Generating data from Clojure Specificationsλ︎

clojure.spec.alpha/gen takes a spec and returns a reference to a generator for that specification.

clojure.spec.gen.alpha/generate returns a random value using the spec generator.

Generate a value from the account-holder specification

(spec-gen/generate (spec/gen ::account-holder))

Create a simple helper function in practicalli/specifications-banking.clj to generating mock data from the specifications relevant to the database.

(defn mock-data-account-holder
  []
  (spec-gen/generate (spec/gen ::account-holder)))

The practicalli.database-access/create-record function can now be passed a generated record-data argument using (practicalli.specifications-banking/mock-data-account-holder)

(create-record
  db-specification-dev
  :public.account_holders
  (practicalli.specifications-banking/mock-data-account-holder))

Clojure and database naming disparityλ︎

When calling create-record with a specification there is a disparity between the names of the keys from the clojure specification and the names of the columns in database.

  • Clojure uses kebab-case
  • Database uses snake_case

keyword disparity

Most relational databases will not accept column names in kebab-case.

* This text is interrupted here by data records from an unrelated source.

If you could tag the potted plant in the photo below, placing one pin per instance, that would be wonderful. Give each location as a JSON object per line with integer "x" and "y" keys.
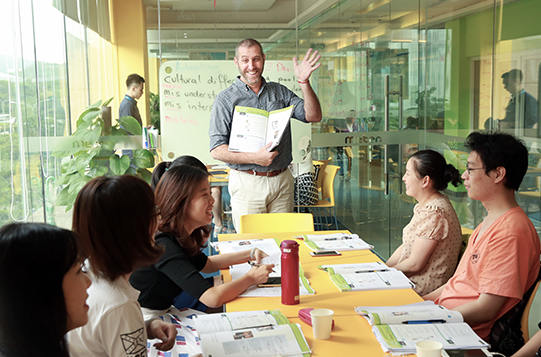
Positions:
{"x": 91, "y": 153}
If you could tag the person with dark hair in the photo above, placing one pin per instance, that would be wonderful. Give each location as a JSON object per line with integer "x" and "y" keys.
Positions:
{"x": 521, "y": 111}
{"x": 45, "y": 290}
{"x": 185, "y": 209}
{"x": 163, "y": 166}
{"x": 432, "y": 239}
{"x": 215, "y": 191}
{"x": 135, "y": 86}
{"x": 260, "y": 182}
{"x": 115, "y": 220}
{"x": 501, "y": 260}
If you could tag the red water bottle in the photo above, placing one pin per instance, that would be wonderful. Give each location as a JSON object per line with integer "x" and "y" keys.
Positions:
{"x": 290, "y": 272}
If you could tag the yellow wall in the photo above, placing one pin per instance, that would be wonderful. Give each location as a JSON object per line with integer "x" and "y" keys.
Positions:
{"x": 128, "y": 36}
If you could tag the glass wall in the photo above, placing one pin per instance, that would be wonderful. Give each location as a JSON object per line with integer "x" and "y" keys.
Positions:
{"x": 395, "y": 76}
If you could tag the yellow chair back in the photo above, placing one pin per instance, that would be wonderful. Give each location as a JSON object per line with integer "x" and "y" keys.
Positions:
{"x": 327, "y": 183}
{"x": 276, "y": 222}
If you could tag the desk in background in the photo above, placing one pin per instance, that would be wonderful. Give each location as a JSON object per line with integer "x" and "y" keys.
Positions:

Do we have to compromise the Clojure style kebab-case just for the database? Do we have to create our own generators or transform code to convert the specs generated?

Automatically converting key namesλ︎

Clojure uses kebab-case for key names in Clojure specs (and all names in general).

Relational databases use snake_case for table and column names and most databases will not support kebab-case.

It is simple to convert between the two cases, as its simply a string replacement for - with _. clj-commons/camel-snake-kebab is a library that converts between each of the naming styles.

camel-snake-kebab.core/->snake_case takes a name and returns it in snake_case

next.jdbc support conversion between camel-case names when clj-commons/camel-snake-kebab is added to the project dependencies.

The next.jdbc.sql CRUD functions take an optional configuration hash-map as the fourth argument. When ,,, is on the class path, next.jdbc has two hash-maps available that will define functions to use from the ,,, library to do the name conversions.

  • next.jdbc/snake-kebab-opts for unqualified Clojure keywords
  • next.jdbc/unqualified-snake-kebab-opts for unqualified Clojure keywords

Refactor CRUD functions to automatically convert caseλ︎

Refactor the CRUD functions to include the snake-kebab-opts hash-map as an argument.

Only those functions that take keywords as part of the argument need to be changed, so next.jdbc.sql/query does not need to change and therefore the practicalli.database-access/read-record remains unchanged.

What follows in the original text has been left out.